Usually, vaccine testing and production are done in multiple, time-consuming, separate steps over several years. Because of the pandemic, the federal government provided special funding to vaccine researchers and manufacturers to allow development, testing and production to happen at the same time. No steps are skipped but the timeline for development can go faster.
Vaccines that have been authorized from Pfizer and Moderna are mRNA vaccines. mRNA vaccine technology has been studied and worked with for decades. Interest has grown in these vaccines because they can be developed in a laboratory using readily available materials. This means the process can be standardized and scaled up, making vaccine development faster than traditional methods of making vaccines.
The Johnson & Johnson vaccine is a viral vector vaccine, a technology first created in the 1970s. For decades, hundreds of scientific studies of viral vector vaccines have been done around the world. They have been used against other infectious diseases like Ebola, Zika, flu and HIV.

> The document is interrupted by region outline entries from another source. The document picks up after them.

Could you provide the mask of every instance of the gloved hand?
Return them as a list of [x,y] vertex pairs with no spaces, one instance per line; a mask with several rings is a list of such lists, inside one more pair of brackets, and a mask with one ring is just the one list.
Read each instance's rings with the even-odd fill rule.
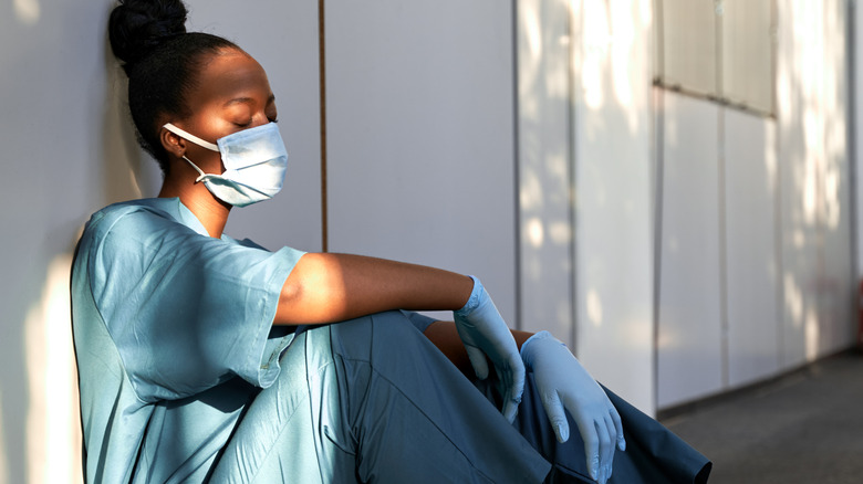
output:
[[456,329],[465,345],[470,365],[477,378],[488,377],[488,362],[491,359],[498,379],[503,388],[502,413],[512,423],[524,390],[524,365],[519,357],[519,348],[498,308],[491,302],[479,278],[474,277],[474,291],[465,306],[453,313]]
[[617,410],[564,344],[549,332],[540,332],[521,345],[521,358],[540,392],[558,441],[565,442],[570,427],[565,407],[579,425],[584,441],[591,477],[604,483],[611,477],[614,444],[626,449],[623,425]]

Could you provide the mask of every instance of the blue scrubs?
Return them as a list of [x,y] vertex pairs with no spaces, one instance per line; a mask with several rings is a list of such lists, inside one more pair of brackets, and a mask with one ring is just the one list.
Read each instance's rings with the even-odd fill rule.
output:
[[[178,199],[93,215],[71,285],[87,482],[589,481],[578,432],[557,442],[530,376],[510,425],[424,316],[271,326],[302,254],[212,239]],[[668,482],[706,478],[700,454],[614,402],[631,429],[612,482],[669,465]]]

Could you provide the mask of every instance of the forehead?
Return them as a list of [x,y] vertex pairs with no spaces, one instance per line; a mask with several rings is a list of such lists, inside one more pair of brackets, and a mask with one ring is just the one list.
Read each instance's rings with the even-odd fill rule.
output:
[[[262,97],[272,95],[263,67],[245,52],[222,51],[204,64],[197,87],[189,102],[219,103],[235,97]],[[194,106],[193,106],[194,107]]]

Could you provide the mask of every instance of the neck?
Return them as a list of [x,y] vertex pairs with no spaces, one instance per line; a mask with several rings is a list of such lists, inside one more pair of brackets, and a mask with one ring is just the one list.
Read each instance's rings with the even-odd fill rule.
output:
[[[176,172],[177,170],[171,171]],[[214,197],[204,183],[196,183],[195,177],[166,176],[159,197],[178,197],[183,204],[200,221],[210,236],[218,239],[225,231],[231,206]]]

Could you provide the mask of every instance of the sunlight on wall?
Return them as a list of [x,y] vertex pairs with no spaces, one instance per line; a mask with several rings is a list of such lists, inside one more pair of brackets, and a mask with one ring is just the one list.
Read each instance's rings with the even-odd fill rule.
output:
[[27,415],[29,482],[81,481],[77,376],[72,347],[69,271],[72,255],[56,256],[48,269],[40,304],[25,322],[30,383]]
[[794,275],[787,273],[784,277],[786,307],[791,314],[791,324],[800,327],[803,320],[803,292],[797,285]]
[[15,17],[18,21],[25,25],[34,25],[39,22],[42,9],[39,7],[39,0],[14,0]]
[[9,464],[6,462],[6,440],[3,435],[3,393],[0,392],[0,484],[7,484],[9,482]]
[[819,326],[818,314],[815,313],[815,309],[813,307],[810,307],[809,311],[807,312],[807,324],[805,324],[807,361],[812,361],[819,357],[820,349],[821,349],[820,337],[821,337],[821,329]]
[[583,24],[584,51],[580,81],[584,90],[584,104],[591,109],[600,109],[605,102],[602,66],[611,42],[605,2],[584,2],[583,15],[590,21]]
[[596,290],[588,291],[588,297],[585,301],[585,309],[588,311],[588,319],[595,327],[602,326],[602,299],[600,293]]

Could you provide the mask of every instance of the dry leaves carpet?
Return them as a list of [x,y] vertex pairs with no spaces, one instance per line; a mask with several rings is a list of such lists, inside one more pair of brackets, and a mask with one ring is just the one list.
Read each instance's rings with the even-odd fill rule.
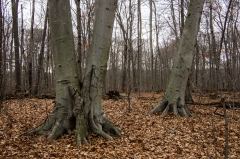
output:
[[[193,116],[147,115],[163,94],[142,93],[144,98],[103,101],[108,117],[122,129],[113,141],[91,134],[90,145],[75,146],[74,132],[56,141],[44,136],[21,136],[41,124],[53,107],[49,99],[18,99],[4,102],[0,113],[0,158],[223,158],[224,117],[214,106],[190,105]],[[133,95],[134,96],[134,95]],[[194,96],[198,102],[212,102]],[[219,101],[216,99],[215,101]],[[223,109],[217,110],[223,114]],[[240,158],[240,109],[228,109],[229,158]]]

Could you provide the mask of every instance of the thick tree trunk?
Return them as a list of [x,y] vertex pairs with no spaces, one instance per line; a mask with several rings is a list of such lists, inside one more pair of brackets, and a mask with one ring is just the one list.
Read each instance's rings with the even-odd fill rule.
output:
[[[83,80],[83,101],[75,100],[79,102],[76,105],[77,145],[86,142],[89,129],[107,139],[112,139],[112,137],[106,132],[120,135],[119,130],[105,115],[101,102],[116,6],[117,0],[96,2],[93,40]],[[79,98],[78,95],[74,97]]]
[[0,0],[0,112],[2,108],[2,101],[4,96],[3,88],[3,14],[2,1]]
[[194,45],[197,39],[201,12],[204,0],[191,0],[178,46],[178,54],[174,61],[170,81],[163,99],[150,111],[150,114],[173,112],[176,116],[191,116],[185,106],[185,90],[191,71]]

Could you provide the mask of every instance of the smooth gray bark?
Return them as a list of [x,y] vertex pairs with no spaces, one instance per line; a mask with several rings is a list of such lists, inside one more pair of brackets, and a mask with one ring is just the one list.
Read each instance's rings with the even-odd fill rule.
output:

When a vaccine is authorized by EUA, volunteers who get the COVID-19 vaccine are monitored for a shorter time than with the traditional vaccine approval process. Testing for any COVID-19 vaccine involves thousands of volunteers, and at least half of the volunteers are followed for at least 2 months after their last vaccine dose (rather than the 6 or more months in a traditional process). However, by two months, most side effects from vaccines are expected to surface.
It is possible that rare side effects may only be seen when millions of people are vaccinated. For this reason, the safety of COVID-19 vaccines will continue to be monitored after they are given.